Question: The bond dissociation energy of $\mathrm{B}-\mathrm{F}$ in $\mathrm{BF}_{3}$ is $646 \mathrm{~kJ} \mathrm{~mol}^{-1}$ whereas that of $\mathrm{C}-\mathrm{F}$ in $\mathrm{CF}_{4}$ is $515 \mathrm{~kJ} \mathrm{~mol}^{-1}$. The correct reason for higher $\mathrm{B}-\mathrm{F}$ bond dissociation energy as compared to that of $\mathrm{C}-\mathrm{F}$ is :-
Significant $\mathrm{p} \pi-\mathrm{p} \pi$ interaction between $\mathrm{B}$ and $\mathrm{F}$ in $\mathrm{BF}_{3}$ whereas there is not possibility of such interaction between $\mathrm{C}$ and $\mathrm{F}$ in $\mathrm{CF}_{4}$.
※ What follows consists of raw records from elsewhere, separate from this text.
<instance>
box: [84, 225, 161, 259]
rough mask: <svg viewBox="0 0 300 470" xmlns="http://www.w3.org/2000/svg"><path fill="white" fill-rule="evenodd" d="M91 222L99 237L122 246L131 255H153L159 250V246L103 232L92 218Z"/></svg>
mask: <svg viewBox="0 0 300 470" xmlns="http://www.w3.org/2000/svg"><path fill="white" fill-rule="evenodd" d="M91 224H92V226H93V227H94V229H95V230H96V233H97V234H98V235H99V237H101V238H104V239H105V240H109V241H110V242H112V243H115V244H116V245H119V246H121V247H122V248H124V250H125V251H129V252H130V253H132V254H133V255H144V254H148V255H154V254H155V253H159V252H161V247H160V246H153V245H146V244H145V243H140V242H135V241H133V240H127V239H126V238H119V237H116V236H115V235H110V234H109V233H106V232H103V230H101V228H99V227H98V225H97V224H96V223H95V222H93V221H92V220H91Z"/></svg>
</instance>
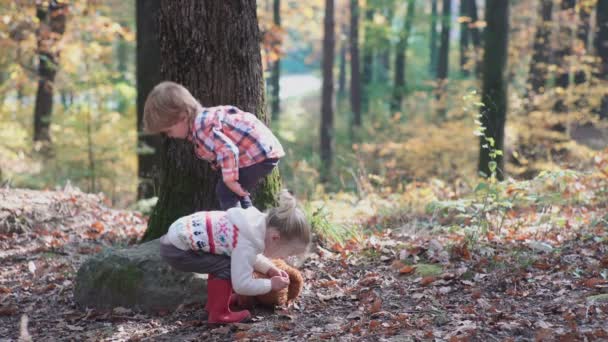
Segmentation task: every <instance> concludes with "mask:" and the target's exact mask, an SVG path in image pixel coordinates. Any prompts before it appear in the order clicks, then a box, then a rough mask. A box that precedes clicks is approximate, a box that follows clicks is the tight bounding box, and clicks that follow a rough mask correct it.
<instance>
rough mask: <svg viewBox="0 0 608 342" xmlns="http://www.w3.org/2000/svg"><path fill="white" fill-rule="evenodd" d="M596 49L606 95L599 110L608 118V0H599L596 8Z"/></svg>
mask: <svg viewBox="0 0 608 342" xmlns="http://www.w3.org/2000/svg"><path fill="white" fill-rule="evenodd" d="M595 23H596V24H595V25H596V27H597V31H596V34H595V41H594V43H595V50H596V52H597V55H598V57H599V59H600V62H599V66H598V69H599V79H600V80H601V82H603V89H604V96H603V97H602V102H601V104H600V108H598V109H597V112H598V114H599V116H600V118H602V119H607V118H608V91H606V89H608V0H598V1H597V7H596V10H595Z"/></svg>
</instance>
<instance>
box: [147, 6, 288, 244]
mask: <svg viewBox="0 0 608 342" xmlns="http://www.w3.org/2000/svg"><path fill="white" fill-rule="evenodd" d="M159 23H160V26H159V42H160V52H161V76H162V78H163V79H166V80H172V81H175V82H178V83H181V84H183V85H184V86H185V87H187V88H188V89H189V90H190V91H191V92H192V93H193V95H194V96H195V97H196V98H198V99H199V100H200V101H201V103H202V104H203V105H204V106H217V105H224V104H233V105H236V106H238V107H239V108H241V109H243V110H245V111H248V112H251V113H254V114H256V115H257V116H258V117H259V118H260V119H261V120H262V121H265V122H267V116H266V113H265V106H264V83H263V82H264V79H263V76H262V61H261V55H260V45H259V40H258V37H259V35H260V33H259V29H258V22H257V17H256V6H255V2H253V1H247V0H231V1H223V2H218V1H196V0H190V1H180V2H174V1H163V2H161V6H160V13H159ZM200 61H205V63H201V62H200ZM192 148H193V147H192V145H191V144H190V143H188V142H182V141H174V140H172V139H165V140H164V141H163V145H162V150H161V156H162V164H161V165H162V167H161V170H162V172H161V173H162V176H161V184H160V196H159V199H158V203H157V205H156V207H155V208H154V211H153V213H152V215H151V217H150V222H149V225H148V230H147V232H146V234H145V236H144V239H145V240H149V239H154V238H157V237H159V236H160V235H162V234H164V233H165V232H166V231H167V229H168V227H169V225H170V224H171V223H172V222H173V221H174V220H175V219H177V218H178V217H180V216H183V215H186V214H190V213H192V212H195V211H200V210H210V209H217V208H218V207H219V206H218V203H217V198H216V195H215V186H216V183H217V180H218V173H217V172H214V171H212V170H211V168H210V166H209V163H207V162H205V161H201V160H198V159H197V158H196V157H195V155H194V153H193V151H192ZM279 186H280V185H279V179H278V173H277V172H276V171H275V172H274V173H273V174H272V175H271V176H269V178H268V179H267V181H266V182H264V184H262V185H261V186H260V188H259V189H258V191H257V192H256V193H255V194H254V198H253V199H254V204H255V206H256V207H258V208H260V209H264V208H265V207H267V206H268V205H269V204H272V203H274V195H275V193H276V192H277V191H278V188H279Z"/></svg>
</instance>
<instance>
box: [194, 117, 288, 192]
mask: <svg viewBox="0 0 608 342" xmlns="http://www.w3.org/2000/svg"><path fill="white" fill-rule="evenodd" d="M191 140H192V142H193V143H194V146H195V151H196V155H197V156H198V157H199V158H201V159H205V160H208V161H209V162H211V163H217V165H218V166H219V167H220V168H221V169H222V178H223V179H224V181H236V180H238V179H239V168H244V167H248V166H251V165H254V164H257V163H260V162H262V161H264V160H266V159H270V158H281V157H283V156H284V155H285V152H284V151H283V146H281V143H280V142H279V140H278V139H277V138H276V137H275V136H274V134H272V132H271V131H270V129H269V128H268V127H266V125H264V123H263V122H262V121H260V120H259V119H258V118H257V117H256V116H255V115H253V114H251V113H247V112H244V111H242V110H240V109H238V108H237V107H234V106H218V107H208V108H203V111H202V112H201V113H199V114H198V115H197V116H196V117H195V118H194V123H193V125H192V137H191Z"/></svg>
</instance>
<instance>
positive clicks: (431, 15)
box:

Lower degree of $\mathrm{p} \pi-\mathrm{p} \pi$ interaction between $\mathrm{B}$ and $\mathrm{F}$ in $\mathrm{BF}_{3}$ than that between $\mathrm{C}$ and $\mathrm{F}$ in $\mathrm{CF}_{4}$
Smaller size of B-atom as compared to that of C-atom
Stronger $\sigma$ bond between $\mathrm{B}$ and $\mathrm{F}$ in $\mathrm{BF}_{3}$ as compared to that between $\mathrm{C}$ and $\mathrm{F}$ in $\mathrm{CF}_{4}$
Correct Option: 1
Solution:
Due to back bonding in $\mathrm{BF}_{3}$ molecule all $\mathrm{B}-\mathrm{F}$ bond having partial double bond character.